On Monday, Scientific American published an article by Kuheli Dutt on “How implicit bias and lack of diversity undermine science” (https://blogs.scientificamerican.com/voices/how-implicit-bias-and-lack-of-diversity-undermine-science/). In her article, Kuheli argues that recognizing bias and promoting diversity are important first steps toward the creation of an inclusive and fully supportive culture across STEM fields.
The Earth Institute has launched a new web series called Tools of the Trade, to bring readers “inside the labs of Earth Institute scientists.” The first installment in the series is a Phebe Pierson article on the research of Dorothy Peteet (https://www.ldeo.columbia.edu/news-events/tools-trade-peek-inside-bog-coring-lab-dorothy-peteet), posted on Wednesday. The article covers considerable ground, from taking core samples in wetlands to assaying organic material, extracting microfossils and pollen and seed samples, and synthesizing findings to assess past changes in local climate and environmental conditions.

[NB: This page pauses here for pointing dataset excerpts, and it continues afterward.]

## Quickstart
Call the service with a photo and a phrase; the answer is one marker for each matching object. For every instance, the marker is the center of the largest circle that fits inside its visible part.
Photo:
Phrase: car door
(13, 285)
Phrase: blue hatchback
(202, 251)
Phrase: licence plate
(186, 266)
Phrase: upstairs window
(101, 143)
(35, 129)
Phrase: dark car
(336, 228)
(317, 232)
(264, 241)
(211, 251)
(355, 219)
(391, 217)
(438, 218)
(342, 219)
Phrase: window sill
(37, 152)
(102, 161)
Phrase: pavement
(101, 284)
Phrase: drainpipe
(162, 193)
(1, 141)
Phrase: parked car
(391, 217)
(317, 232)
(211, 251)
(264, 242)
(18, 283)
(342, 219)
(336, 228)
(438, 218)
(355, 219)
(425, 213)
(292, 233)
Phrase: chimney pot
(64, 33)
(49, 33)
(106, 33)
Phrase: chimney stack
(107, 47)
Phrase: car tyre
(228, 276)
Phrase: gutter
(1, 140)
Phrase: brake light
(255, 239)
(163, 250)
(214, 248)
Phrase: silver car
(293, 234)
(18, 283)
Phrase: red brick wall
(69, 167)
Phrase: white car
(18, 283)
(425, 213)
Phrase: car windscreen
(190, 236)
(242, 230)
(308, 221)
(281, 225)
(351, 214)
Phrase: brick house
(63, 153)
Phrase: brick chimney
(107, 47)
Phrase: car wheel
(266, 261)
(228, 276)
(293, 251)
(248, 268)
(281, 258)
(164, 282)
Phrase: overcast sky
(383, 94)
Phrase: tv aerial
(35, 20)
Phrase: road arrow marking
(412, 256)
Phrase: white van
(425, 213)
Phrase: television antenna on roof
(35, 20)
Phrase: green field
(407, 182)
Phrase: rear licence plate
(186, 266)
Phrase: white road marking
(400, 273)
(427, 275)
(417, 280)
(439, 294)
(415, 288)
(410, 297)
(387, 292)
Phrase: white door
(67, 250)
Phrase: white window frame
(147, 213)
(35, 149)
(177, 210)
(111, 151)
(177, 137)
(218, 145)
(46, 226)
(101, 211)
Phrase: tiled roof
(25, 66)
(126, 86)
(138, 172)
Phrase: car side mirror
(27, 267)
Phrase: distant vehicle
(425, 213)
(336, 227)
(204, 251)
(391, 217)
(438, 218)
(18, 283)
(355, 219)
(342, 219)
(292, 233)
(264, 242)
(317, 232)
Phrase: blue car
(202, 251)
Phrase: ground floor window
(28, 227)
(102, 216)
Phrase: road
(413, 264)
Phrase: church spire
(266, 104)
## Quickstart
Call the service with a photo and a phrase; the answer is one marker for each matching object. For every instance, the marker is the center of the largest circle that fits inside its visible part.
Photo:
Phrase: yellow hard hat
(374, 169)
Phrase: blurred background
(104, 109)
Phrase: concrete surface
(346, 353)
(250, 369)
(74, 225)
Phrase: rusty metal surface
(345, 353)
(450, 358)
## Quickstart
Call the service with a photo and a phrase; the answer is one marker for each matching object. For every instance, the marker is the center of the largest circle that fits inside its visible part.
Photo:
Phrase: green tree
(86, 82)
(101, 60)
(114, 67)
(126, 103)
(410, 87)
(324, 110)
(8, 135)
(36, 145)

Yesterday, Einat Lev learned that one of the blog stories she wrote for CNN made their Best of CNN Opinion 2018 list (https://www.cnn.com/2018/12/20/opinions/most-popular-2018-opinions/index.html). Her May 10 story, “Why Hawaii’s volcano is in danger of going ballistic,” in fact, was their #1 opinion piece of the year.
Also yesterday, a story by freelance writer Renee Cho described the new National Academies report on Negative Emissions Technologies and Reliable Sequestration: A Research Agenda (https://www.ldeo.columbia.edu/news-events/new-report-examines-key-steps-forward-removing-carbon-dioxide-air). The story describes alternative strategies for removal of carbon dioxide from the atmosphere, with a particular focus on the work of Peter Kelemen on carbon mineralization and of David Goldberg on geological sequestration. Peter is one of the authors of the National Academies report.
Today, portions of the federal government are facing a shutdown. The Senate passed a continuing resolution Wednesday night that, had it been passed by the House and signed by the President, would have funded NSF, NASA, NOAA, EPA, USGS, and the Departments of Interior, Transportation, and Homeland Security through February 8. The House was prepared to vote on the bill yesterday, until the White House announced that the President would veto a spending bill that does not include $5 billion for a wall along the nation’s southern border (https://www.nytimes.com/2018/12/20/us/politics/trump-government-shutdown.html). Last night, the House passed, without a single Democratic vote, a stopgap spending bill that included the $5 billion for the border wall, but that latest House bill is not expected to pass the Senate. A shutdown of most federal science agencies and several key cabinet departments now looms.
Notwithstanding the news that Washington, D.C., is once again dysfunctional, may all of you find time over the holidays to relax and relish the company of your family and friends. And for those of you who will be traveling by air, may you sympathize with air traffic controllers and Transportation Security Administration staffers who will be working without pay until Congress and the White House can agree on spending for at least the next several weeks.